The Perils of Counterinsurgency Warfare, Part 2

Staff Sergeant Robert Bales (left) is accused of killing 16 Afghan civilians.

Three weeks ago in this blog we considered the implications, for the Afghanistan War, of the Koran burnings by U.S. soldiers and NATO airstrikes resulting in civilian casualties.  The main theme of that blog post was that Counterinsurgency (COIN) Warfare requires a very different strategy than conventional warfare, and that events which would not matter greatly in conventional war may become pivotal events in a COIN campaign.  Since COIN requires “winning hearts and minds” and convincing civilians to support the government rather than the insurgents, the government (and any external forces–such as NATO–seeking to prop it up) must avoid civilian casualties and heavy-handed tactics, must be seen to be on the side of the people–by providing services and security–and must carefully guard their reputation and public image.

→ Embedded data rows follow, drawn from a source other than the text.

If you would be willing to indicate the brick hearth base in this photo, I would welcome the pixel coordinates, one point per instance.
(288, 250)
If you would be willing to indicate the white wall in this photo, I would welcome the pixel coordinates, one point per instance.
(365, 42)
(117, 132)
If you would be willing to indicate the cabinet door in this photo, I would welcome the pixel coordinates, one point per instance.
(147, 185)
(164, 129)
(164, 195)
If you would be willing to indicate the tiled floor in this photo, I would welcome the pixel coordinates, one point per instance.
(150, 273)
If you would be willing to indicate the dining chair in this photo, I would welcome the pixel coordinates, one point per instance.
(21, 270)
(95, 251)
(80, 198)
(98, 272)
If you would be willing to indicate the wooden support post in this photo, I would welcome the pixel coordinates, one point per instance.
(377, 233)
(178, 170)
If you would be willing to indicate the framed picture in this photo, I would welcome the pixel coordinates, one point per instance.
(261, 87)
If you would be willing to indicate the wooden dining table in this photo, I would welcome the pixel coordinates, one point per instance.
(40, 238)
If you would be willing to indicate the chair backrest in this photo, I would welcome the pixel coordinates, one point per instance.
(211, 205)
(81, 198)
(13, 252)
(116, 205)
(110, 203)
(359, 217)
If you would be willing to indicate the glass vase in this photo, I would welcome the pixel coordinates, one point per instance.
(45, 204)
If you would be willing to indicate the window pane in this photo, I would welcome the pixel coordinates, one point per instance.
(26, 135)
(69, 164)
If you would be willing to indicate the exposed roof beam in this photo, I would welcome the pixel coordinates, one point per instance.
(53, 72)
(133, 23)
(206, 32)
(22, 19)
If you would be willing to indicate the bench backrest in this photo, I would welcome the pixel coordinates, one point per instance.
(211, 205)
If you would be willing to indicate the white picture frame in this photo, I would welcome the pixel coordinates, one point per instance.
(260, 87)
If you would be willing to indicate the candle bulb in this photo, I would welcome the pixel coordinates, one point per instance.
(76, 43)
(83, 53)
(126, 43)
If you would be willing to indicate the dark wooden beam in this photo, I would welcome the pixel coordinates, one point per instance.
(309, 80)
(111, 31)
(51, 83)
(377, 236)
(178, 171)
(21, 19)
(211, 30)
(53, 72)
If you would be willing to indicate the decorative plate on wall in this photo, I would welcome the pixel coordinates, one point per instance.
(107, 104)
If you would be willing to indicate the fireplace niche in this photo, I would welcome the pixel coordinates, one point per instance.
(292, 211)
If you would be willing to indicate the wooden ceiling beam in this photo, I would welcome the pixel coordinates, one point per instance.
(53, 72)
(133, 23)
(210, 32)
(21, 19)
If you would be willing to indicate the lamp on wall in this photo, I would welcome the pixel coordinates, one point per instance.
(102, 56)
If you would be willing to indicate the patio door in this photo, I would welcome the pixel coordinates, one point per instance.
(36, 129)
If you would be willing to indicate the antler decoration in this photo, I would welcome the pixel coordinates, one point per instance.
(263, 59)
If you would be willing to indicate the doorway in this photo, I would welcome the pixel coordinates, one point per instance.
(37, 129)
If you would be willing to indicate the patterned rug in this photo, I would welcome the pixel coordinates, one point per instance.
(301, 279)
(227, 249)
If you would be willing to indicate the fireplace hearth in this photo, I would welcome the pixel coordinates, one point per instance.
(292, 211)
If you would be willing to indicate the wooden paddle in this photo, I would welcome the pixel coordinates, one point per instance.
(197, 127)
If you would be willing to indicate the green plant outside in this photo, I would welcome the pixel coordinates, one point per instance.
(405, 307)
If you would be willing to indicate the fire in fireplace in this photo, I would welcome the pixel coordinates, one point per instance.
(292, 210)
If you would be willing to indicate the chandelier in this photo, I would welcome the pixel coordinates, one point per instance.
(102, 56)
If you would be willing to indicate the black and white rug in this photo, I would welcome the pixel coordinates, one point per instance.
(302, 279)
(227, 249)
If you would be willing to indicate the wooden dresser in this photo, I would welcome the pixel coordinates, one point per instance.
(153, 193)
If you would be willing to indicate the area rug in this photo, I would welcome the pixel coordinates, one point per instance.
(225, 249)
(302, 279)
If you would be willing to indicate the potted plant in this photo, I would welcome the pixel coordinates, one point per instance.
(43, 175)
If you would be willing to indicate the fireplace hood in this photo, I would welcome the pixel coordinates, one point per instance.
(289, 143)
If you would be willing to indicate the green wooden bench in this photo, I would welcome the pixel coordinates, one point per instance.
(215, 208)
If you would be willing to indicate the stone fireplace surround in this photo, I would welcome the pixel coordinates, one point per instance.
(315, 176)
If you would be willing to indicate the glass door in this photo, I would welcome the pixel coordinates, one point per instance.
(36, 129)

These requirements explain why the massacre of 16 Afghan civilians by a U.S. soldier last week–an event of minimal strategic importance (harsh as it may sound) in the context of conventional warfare–threatens to derail the entire U.S. and NATO mission in Afghanistan. An article in yesterday’s New York Times makes these risks clear:

“The killings have severely undermined longstanding NATO efforts to win support from villages in Kandahar, the birthplace of the Taliban, and have shaken relations with the government of President Hamid Karzai, who this week told Defense Secretary Leon E. Panetta, who was on a visit to Afghanistan, that he wanted American forces out of villages by next year.”

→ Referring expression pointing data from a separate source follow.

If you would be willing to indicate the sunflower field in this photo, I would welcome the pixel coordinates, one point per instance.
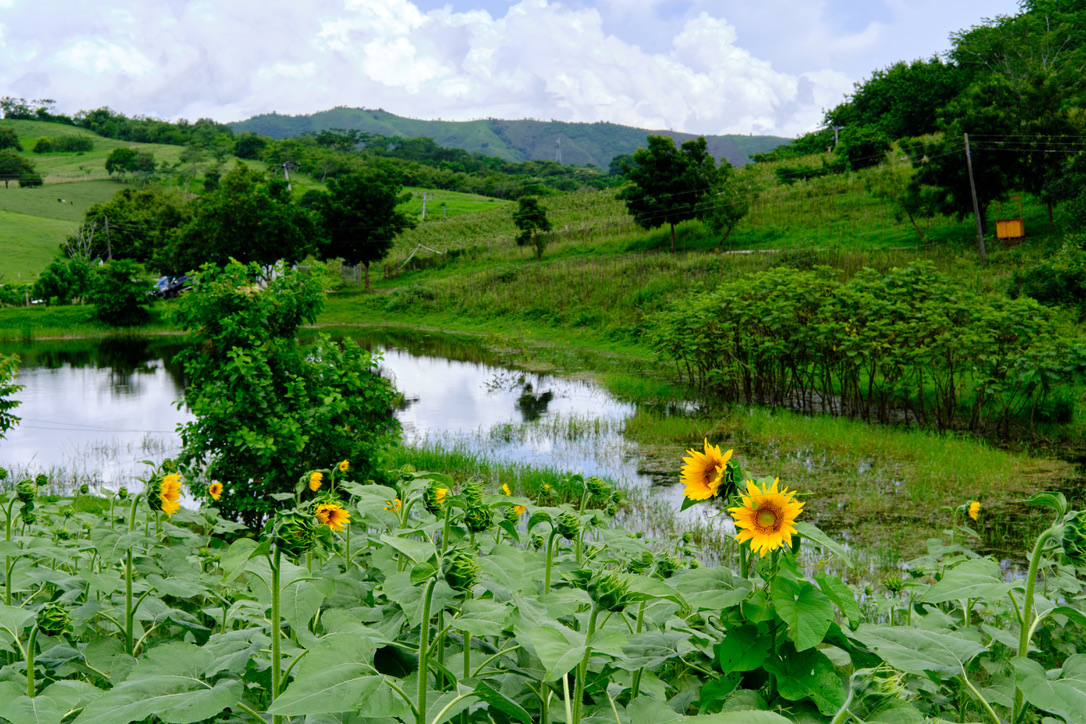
(431, 600)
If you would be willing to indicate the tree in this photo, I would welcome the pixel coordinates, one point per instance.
(267, 409)
(361, 217)
(9, 368)
(9, 139)
(118, 294)
(668, 185)
(14, 167)
(120, 162)
(249, 218)
(530, 217)
(727, 204)
(136, 224)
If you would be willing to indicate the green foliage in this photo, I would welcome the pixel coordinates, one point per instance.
(361, 218)
(910, 342)
(530, 218)
(249, 218)
(15, 167)
(63, 281)
(120, 294)
(262, 399)
(668, 185)
(9, 139)
(9, 368)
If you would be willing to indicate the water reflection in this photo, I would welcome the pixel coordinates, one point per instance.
(98, 408)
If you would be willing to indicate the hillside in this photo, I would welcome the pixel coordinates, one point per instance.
(582, 143)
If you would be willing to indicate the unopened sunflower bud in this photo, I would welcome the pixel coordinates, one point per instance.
(1073, 540)
(53, 620)
(609, 591)
(26, 491)
(478, 517)
(461, 570)
(666, 566)
(641, 564)
(569, 524)
(294, 533)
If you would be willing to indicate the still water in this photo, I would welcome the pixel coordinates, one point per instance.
(92, 410)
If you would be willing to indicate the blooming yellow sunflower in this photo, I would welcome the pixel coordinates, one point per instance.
(704, 471)
(332, 516)
(169, 493)
(767, 517)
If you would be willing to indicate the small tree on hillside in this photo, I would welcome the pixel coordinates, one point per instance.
(361, 217)
(530, 217)
(668, 185)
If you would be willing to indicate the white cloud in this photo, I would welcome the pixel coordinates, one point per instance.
(696, 65)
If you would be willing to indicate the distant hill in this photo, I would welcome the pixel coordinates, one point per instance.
(582, 143)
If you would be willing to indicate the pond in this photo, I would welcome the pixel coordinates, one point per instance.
(92, 410)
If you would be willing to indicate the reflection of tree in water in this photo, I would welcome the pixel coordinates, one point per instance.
(531, 405)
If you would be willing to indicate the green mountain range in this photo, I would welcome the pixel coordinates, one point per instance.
(581, 143)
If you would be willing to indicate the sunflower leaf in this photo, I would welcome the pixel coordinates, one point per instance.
(806, 610)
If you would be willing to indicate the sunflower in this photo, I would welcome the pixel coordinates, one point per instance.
(704, 472)
(169, 493)
(767, 517)
(332, 516)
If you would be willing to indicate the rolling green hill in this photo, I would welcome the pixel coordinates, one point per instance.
(582, 143)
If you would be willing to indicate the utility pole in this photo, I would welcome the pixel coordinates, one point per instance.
(286, 166)
(976, 206)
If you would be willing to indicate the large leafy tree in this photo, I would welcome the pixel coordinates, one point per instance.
(362, 218)
(668, 185)
(249, 218)
(266, 408)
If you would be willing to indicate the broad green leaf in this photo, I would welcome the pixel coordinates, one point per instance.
(300, 602)
(481, 617)
(417, 550)
(816, 534)
(558, 648)
(743, 648)
(977, 578)
(919, 651)
(234, 560)
(808, 675)
(50, 706)
(807, 610)
(1064, 696)
(167, 684)
(840, 594)
(652, 648)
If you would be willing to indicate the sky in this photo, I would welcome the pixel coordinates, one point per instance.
(699, 66)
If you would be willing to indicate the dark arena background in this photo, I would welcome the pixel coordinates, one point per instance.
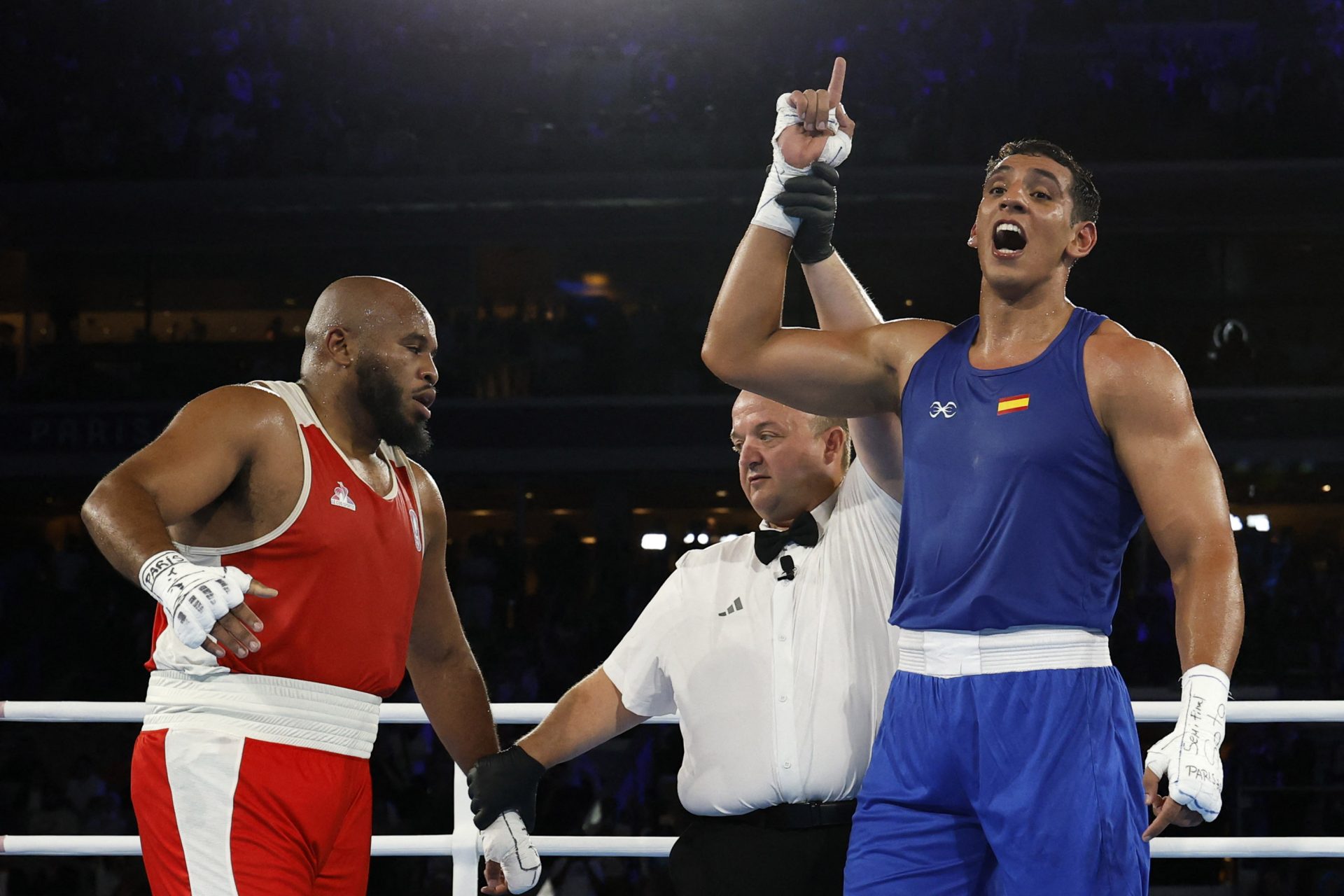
(564, 183)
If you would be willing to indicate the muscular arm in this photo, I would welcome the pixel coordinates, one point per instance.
(1144, 403)
(588, 715)
(836, 374)
(445, 675)
(843, 305)
(185, 469)
(188, 466)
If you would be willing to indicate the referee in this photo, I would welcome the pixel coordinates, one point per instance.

It is worth quoting again one of the paradoxes of COIN (as written by General David Petraeus in the U.S. Army’s Counterinsurgency Manual):

Paradox #9: “Many Important Decisions Are Not Made by Generals. Successful COIN operations require competence and judgment by Soldiers and Marines at all levels. Indeed, young leaders—so-called “strategic corporals”—often make decisions at the tactical level that have strategic consequences. Senior leaders set the proper direction and climate with thorough training and clear guidance; then they trust their subordinates to do the right thing. Preparation for tactical-level leaders requires more than just mastering Service doctrine; they must also be trained and educated to adapt to their local situations, understand the legal and ethical implications of their actions, and exercise initiative and sound judgment in accordance with their senior commanders’ intent.”

It appears the soldier responsible for this massacre was not merely exhibiting poor judgment or training but may have been suffering from mental illness, perhaps triggered by the extreme stress of war and multiple deployments.  But that doesn’t matter in COIN warfare: perceptions become reality, and if this attack looks like an intentional, cold-blooded attack on the Afghan people by an overbearing foreign occupying power (an army of infidels, the Taliban would argue) then that is what it is, for all intents and purposes.  It is sobering to think of how much lies outside the control of the generals in COIN warfare, and how the actions of a single disturbed soldier can undermine the efforts of so many others.

After a decade of U.S. and allied blood and treasure expended in Afghanistan, is this how the war ends?  With an unceremonious NATO retreat, the collapse of the Karzai government, and the return of the Taliban?   Or can the U.S. and its allies still salvage this war?